She awakes to the strangled cry of her own vocals, tears streaking her ashen cheeks as she stares at her raised hand. It was extended above her, reaching for something – reaching for what she could never have. Squeezing her eyes shut, she whimpers and cradles her arm to her heaving chest. Oh to think of her former husband at such a time! No – no she will not have it. Casting away the knotted duvet from her body, she waited for the moment of nausea to pass before climbing from the bed. And such a grand bed it was too! Made of the darkest oak and a large four-poster, the black velvet drapes seemed to sigh in acknowledgement when she pushed them aside. Carpet greeted her feet (the man had such good taste in carpeting, how delightful!) and taking a moment to dress herself in the simple dress robes that had been left folded on the vanity dressers chair, she glanced quickly at her own reflection and looked away a second later.
She never was fond of mirrors.
With a fluttering of unease in her stomach, she exited the bedroom and stood in the hallway for quite some time. Like the room, the hallway was furnished with a décor that was simple, yet so elegant. As she admired the abstract paintings that hung from the walls, the wail of child filled the silence and warmed her heart.
Gathering the full skirt of her dress she made way toward the noise, bare feet padding noisily against the crimson carpet as she fled down the stairs and into the kitchen. The sight that greeted her stopped her in her tracks. The man (why had she still failed to ask for his name?) held her fussing son in his arm, cooing down at the red faced child that pumped his plump limbs in an irate manner. If the man noticed her he gave no indication as he brought the bottle of formula he had been holding to her son's mouth. Greedily the baby suckled at the teat, warranting a small chuckle from the man. The longer she stood at the threshold of the kitchen, watching as this man care for her child, the deeper the sense of disappointment and dread filled her heart. She, who had not even held her child once, could already do nothing for him.

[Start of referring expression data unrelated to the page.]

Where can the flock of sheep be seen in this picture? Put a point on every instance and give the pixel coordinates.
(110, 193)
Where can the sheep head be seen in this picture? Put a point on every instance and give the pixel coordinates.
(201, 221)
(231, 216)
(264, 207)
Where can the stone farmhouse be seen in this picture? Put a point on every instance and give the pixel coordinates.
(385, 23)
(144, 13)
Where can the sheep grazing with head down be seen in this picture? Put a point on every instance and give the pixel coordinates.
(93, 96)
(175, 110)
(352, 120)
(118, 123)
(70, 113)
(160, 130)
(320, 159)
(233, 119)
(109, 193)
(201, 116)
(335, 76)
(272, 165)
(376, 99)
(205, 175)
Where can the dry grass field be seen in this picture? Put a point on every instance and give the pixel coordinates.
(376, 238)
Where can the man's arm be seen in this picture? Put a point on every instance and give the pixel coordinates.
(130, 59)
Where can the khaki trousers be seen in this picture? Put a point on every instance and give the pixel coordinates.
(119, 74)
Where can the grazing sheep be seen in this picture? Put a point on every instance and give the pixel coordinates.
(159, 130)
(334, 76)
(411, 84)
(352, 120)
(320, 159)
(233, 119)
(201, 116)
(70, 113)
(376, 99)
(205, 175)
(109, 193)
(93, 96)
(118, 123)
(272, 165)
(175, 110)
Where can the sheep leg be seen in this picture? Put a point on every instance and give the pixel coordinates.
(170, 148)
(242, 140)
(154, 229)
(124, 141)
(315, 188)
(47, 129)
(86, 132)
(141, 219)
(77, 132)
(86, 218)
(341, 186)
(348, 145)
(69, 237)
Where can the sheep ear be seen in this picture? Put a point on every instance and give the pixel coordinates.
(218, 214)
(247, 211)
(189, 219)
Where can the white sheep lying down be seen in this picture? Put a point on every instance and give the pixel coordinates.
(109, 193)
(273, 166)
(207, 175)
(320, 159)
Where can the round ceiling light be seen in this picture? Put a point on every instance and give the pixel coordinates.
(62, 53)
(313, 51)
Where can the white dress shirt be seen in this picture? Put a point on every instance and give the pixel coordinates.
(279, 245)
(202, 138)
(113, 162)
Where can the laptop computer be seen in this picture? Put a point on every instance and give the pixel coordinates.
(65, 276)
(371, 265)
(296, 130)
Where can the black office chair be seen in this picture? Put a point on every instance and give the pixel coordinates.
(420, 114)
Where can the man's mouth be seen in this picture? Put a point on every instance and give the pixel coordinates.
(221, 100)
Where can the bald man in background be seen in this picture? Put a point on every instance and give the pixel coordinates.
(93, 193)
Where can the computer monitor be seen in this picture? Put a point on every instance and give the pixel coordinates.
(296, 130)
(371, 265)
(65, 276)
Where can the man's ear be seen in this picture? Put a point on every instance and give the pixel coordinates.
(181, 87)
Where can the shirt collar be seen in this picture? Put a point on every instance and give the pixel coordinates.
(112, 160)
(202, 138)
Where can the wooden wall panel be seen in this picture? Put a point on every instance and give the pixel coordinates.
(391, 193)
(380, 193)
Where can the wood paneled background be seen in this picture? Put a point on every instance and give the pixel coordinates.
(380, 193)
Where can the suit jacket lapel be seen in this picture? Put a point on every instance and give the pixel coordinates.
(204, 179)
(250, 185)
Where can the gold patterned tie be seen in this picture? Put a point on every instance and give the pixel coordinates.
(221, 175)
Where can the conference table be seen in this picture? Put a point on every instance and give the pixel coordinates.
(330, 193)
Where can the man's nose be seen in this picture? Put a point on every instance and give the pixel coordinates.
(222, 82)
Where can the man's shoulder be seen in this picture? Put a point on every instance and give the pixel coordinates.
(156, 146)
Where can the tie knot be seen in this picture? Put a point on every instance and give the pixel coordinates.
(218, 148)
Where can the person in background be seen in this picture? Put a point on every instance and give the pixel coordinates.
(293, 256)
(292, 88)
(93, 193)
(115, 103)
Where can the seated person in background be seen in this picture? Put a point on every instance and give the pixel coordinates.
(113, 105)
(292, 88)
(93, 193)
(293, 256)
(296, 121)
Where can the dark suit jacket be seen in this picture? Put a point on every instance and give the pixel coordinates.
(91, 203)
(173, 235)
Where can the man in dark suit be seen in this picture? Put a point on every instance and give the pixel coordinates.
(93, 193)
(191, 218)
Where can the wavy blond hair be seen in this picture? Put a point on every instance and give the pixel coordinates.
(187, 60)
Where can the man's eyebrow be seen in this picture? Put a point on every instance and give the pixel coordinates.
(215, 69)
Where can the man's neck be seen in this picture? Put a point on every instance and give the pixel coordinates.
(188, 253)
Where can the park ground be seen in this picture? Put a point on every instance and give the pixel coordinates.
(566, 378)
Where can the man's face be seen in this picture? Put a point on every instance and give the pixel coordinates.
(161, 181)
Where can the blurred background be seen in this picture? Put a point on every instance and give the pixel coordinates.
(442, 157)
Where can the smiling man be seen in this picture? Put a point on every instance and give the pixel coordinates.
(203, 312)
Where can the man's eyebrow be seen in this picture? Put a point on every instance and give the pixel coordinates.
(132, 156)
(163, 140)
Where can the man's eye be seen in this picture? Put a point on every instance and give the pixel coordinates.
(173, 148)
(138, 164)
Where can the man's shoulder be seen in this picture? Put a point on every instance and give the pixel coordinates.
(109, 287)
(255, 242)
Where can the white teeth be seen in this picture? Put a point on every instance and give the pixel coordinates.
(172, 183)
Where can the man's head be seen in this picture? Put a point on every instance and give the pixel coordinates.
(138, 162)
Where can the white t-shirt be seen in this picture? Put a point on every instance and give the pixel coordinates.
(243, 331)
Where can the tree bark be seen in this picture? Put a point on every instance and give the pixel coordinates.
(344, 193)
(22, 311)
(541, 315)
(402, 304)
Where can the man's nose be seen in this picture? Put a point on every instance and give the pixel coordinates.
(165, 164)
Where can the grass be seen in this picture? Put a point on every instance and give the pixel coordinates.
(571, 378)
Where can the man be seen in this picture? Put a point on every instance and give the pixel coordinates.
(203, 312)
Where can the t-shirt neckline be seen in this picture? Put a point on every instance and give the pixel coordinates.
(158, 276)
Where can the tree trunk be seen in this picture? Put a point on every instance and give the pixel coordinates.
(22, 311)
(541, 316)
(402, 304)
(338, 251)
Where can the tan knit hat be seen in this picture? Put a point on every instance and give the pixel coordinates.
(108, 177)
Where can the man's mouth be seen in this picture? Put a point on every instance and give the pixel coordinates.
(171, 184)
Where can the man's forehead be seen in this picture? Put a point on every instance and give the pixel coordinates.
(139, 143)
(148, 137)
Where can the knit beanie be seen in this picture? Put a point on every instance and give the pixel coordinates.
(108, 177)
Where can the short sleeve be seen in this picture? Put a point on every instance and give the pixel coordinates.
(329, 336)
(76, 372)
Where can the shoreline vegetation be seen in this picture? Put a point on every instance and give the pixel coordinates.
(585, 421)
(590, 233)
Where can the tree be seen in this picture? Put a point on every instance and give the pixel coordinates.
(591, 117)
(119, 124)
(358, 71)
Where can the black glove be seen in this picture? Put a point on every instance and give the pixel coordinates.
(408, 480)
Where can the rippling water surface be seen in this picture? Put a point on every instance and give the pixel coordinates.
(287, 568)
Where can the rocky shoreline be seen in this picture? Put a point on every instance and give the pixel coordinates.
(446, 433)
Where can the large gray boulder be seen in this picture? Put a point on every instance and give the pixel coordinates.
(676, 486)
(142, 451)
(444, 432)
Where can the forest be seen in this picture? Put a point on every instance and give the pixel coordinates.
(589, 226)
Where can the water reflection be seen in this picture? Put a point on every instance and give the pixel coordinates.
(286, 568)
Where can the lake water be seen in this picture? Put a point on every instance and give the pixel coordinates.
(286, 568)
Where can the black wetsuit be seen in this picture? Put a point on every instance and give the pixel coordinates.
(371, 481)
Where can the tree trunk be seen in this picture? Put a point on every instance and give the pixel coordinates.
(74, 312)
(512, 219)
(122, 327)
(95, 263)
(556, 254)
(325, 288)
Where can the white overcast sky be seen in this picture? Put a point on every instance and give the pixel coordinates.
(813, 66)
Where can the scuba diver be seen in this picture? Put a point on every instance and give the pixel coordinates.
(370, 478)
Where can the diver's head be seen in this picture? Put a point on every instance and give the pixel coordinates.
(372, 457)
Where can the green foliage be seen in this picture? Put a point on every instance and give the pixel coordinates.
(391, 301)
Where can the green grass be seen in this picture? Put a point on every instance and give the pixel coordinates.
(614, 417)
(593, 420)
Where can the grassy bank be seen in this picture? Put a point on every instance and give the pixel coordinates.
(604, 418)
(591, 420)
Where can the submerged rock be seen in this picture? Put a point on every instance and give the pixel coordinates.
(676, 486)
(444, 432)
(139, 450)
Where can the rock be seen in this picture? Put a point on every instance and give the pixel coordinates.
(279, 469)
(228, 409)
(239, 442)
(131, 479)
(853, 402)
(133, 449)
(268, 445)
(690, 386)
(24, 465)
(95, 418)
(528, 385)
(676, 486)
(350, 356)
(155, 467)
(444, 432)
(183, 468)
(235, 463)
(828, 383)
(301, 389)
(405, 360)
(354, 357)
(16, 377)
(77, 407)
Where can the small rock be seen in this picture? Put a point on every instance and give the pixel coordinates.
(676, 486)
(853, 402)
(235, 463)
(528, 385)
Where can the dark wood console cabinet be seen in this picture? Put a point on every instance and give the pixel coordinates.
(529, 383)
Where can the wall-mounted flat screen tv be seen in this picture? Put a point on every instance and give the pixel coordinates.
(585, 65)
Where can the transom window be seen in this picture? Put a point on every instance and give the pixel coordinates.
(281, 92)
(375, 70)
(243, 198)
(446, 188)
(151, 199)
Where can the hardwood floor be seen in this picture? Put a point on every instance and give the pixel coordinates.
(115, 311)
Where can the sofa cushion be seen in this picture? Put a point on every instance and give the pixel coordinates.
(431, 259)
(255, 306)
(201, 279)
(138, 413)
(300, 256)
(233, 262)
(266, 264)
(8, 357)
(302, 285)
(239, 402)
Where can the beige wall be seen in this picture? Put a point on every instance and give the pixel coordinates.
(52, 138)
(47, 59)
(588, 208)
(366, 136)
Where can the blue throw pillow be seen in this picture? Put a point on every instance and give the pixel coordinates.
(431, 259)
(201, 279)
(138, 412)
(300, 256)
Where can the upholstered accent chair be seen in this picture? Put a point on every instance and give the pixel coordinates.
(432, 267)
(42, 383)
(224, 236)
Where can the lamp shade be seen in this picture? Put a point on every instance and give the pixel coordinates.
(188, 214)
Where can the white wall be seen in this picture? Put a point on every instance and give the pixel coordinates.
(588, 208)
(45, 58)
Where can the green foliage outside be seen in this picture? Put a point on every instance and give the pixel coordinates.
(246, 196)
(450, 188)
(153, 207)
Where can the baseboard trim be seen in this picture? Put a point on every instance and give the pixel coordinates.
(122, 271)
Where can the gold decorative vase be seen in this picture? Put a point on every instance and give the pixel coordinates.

"For such a quiet one he has strong lungs," the man said, addressing her at last. She could only nod helplessly, unable to say anything or even contradict his words because she had not been with him. "Come, sit. You must be famished."
She complied, sitting in one of the empty seats at the circular table, and, despite herself, her stomach growled with vigor at the sight of the splayed feast before her. Never before in her life had such an assortment of meals been presented before her. Such things as muffins, scrambled eggs, and bacon was unavailable in her father's home. "This," she began to speak in a small voice. "I am allowed to eat this?"
"Take your fill, madam, please," the man urged, taking the seat across from her. His arms shifted to give more comfort for the child in his arms.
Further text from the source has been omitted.